UN moving some refugees in Chad due to Darfur risk
Oct 6, 2006 (N’DJAMENA) — The U.N. refugee agency is moving several hundred Sudanese refugees in Chad away from the border to avoid an increased risk of violence in the Darfur region and from local rebels, a spokesman said on Friday.
The UNHCR is assisting some 213,000 Sudanese in eastern Chad who have fled fighting in Darfur, the western Sudanese region where ethnic and political violence has killed tens of thousands of people and displaced more than two million since 2003.
Matthew Conway, UNHCR spokesman in Chad, said refugees sheltering near the border were asking to be moved further into Chad because of the deteriorating situation in Darfur, where Sudan’s government refuses to accept a U.N. peacekeeping force.
In addition, Chad’s eastern border region had recently seen renewed clashes between Chadian government troops and rebels seeking to overthrow President Idriss Deby.
“There are fears that the situation is deteriorating further in Darfur, with refugees risking being caught between the two fires, Darfur and the Chadian rebellion,” Conway told Reuters.
“It’s an ongoing state of generalised insecurity and we would like to get them to a safe haven,” he added.
UNHCR this week began transferring an initial group of 284 refugees from a border area to an established refugee camp.
An additional 921 refugees, who had been living in the region since 2005, had also expressed interest to move to the camp after the November harvest.

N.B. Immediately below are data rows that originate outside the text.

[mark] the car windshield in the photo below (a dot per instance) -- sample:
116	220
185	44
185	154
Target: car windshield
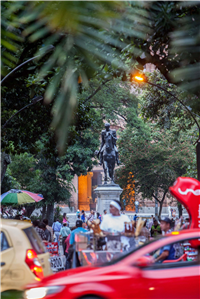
35	241
123	255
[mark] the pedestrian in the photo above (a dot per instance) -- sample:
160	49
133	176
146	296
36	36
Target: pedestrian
155	229
49	228
83	216
186	224
114	222
64	232
167	252
78	213
47	233
65	220
79	228
99	216
145	232
91	216
136	206
56	229
150	223
39	230
68	263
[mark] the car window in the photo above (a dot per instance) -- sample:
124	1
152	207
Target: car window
3	242
35	241
178	254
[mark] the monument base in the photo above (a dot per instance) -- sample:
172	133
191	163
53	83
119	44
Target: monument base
105	194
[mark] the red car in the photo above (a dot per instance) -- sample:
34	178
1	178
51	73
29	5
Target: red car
133	275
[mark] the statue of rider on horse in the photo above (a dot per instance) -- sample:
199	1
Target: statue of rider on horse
108	152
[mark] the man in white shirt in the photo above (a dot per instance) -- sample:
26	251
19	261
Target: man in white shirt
114	222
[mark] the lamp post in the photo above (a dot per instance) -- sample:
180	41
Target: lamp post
143	78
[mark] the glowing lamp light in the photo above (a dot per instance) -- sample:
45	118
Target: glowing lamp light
139	78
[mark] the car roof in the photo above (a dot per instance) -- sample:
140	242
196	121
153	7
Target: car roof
14	223
184	231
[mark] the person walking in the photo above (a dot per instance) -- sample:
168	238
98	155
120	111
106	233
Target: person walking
49	228
91	216
79	229
99	216
47	233
64	232
56	229
78	213
115	221
67	245
83	216
136	206
155	229
39	230
168	251
145	232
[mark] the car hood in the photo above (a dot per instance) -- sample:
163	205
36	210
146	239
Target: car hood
82	275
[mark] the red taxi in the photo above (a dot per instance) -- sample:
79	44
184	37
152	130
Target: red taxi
135	275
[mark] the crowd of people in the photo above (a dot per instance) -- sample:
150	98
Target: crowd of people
112	222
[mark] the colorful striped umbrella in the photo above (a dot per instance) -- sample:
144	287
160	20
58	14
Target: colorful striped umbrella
19	197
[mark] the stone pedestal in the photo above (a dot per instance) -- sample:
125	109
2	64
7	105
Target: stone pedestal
105	194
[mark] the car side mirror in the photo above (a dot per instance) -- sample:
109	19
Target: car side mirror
143	262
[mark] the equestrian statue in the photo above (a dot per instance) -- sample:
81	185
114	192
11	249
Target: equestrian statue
108	152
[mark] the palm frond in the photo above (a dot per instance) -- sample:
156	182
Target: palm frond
87	34
186	44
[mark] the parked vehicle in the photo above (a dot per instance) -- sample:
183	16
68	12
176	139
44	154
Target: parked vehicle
133	275
23	257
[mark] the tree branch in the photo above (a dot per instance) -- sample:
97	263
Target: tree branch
34	101
95	92
156	198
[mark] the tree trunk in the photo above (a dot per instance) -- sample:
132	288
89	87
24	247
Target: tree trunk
50	213
44	212
4	161
180	209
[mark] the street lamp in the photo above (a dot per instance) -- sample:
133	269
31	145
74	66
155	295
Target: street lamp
142	78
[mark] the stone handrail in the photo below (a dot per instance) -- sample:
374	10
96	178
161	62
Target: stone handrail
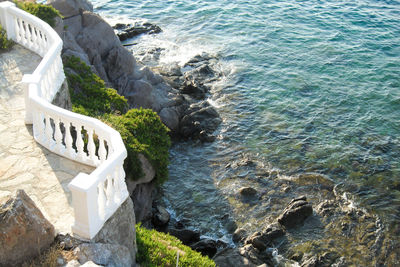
95	197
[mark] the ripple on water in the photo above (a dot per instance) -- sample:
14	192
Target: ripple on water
312	87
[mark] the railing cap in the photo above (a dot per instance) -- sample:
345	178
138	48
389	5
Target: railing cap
6	4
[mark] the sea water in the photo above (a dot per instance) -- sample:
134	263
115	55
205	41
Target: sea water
307	86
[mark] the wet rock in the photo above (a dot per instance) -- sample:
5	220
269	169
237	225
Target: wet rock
185	235
252	253
160	216
315	179
67	242
263	239
207	247
69	8
126	31
296	212
231	257
327	259
199	117
221	244
326	208
25	232
239	235
104	254
247	191
194	88
229	224
119	231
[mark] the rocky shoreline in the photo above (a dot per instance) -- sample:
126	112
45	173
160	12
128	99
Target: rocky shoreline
179	95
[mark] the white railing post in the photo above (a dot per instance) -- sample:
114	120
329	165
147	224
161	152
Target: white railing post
86	208
33	84
7	19
97	196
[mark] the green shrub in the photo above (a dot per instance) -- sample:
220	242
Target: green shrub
89	94
4	42
141	129
44	12
143	132
159	249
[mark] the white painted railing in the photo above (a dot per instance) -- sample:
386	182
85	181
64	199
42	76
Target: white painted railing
95	197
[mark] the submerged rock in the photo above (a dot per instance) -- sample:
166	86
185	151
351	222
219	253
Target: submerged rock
231	257
207	247
247	191
160	216
239	235
263	239
296	212
126	31
185	235
104	254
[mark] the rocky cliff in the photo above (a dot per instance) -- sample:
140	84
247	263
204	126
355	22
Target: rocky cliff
87	36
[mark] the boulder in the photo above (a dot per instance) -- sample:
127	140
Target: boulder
119	230
142	196
104	254
70	8
25	232
207	247
231	257
67	242
170	117
296	212
185	235
263	239
198	117
119	62
247	191
126	31
96	37
239	235
161	216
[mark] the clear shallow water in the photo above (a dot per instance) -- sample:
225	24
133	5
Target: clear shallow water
309	86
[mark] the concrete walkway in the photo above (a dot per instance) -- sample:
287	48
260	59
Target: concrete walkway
24	164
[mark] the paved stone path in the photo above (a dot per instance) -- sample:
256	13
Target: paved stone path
24	164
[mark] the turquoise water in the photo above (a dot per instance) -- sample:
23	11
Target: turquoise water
308	86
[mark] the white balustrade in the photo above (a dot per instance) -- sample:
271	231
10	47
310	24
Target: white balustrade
95	196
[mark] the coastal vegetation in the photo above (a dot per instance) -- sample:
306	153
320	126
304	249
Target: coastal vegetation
141	129
160	249
4	42
46	13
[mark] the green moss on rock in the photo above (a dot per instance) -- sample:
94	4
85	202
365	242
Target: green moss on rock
143	132
89	94
4	42
141	129
44	12
159	249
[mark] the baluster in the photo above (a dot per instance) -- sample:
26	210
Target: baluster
102	201
18	29
68	139
23	32
41	126
121	181
110	191
34	39
91	146
117	187
49	131
36	124
58	134
29	35
79	142
102	150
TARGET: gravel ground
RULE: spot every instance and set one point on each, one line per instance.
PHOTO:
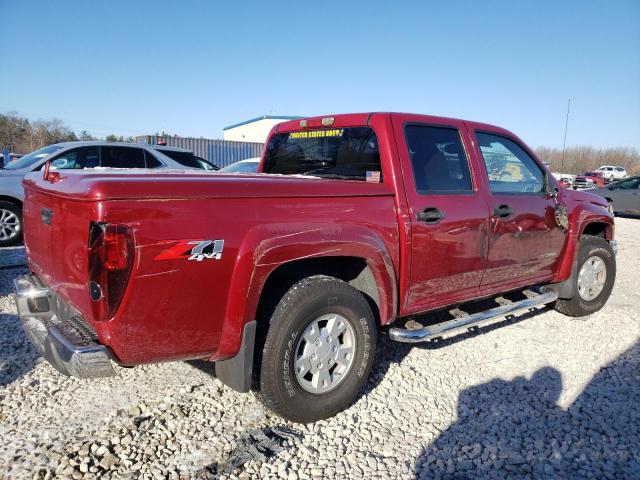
(539, 396)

UNHCR had recently also signed an agreement with the Chadian government to increase security around its 12 camps housing Darfur refugees in eastern Chad.
An additional 75 Chadian gendarmes were being deployed by the government to join the existing 200 who already provided protection around the camps, which have sometimes been the target of raids by rebels and militias in the past.
“It helps, but with the size of the territory we’re dealing with, it’s not enough,” Conway said.
In less than a year, raiders have stolen 40 vehicles from humanitarian agencies in eastern Chad, and the UNHCR needs to drive in convoys with armed government escorts to reach six of its 12 camps.
UNHCR officials say the deployment of an effective U.N. peacekeeping force in Darfur, so far resisted by Khartoum, is the best way to guarantee security along the Chad-Sudan border.
But they have also raised the idea of a separate international force of European soldiers to beef up protection for the refugee camps in eastern Chad.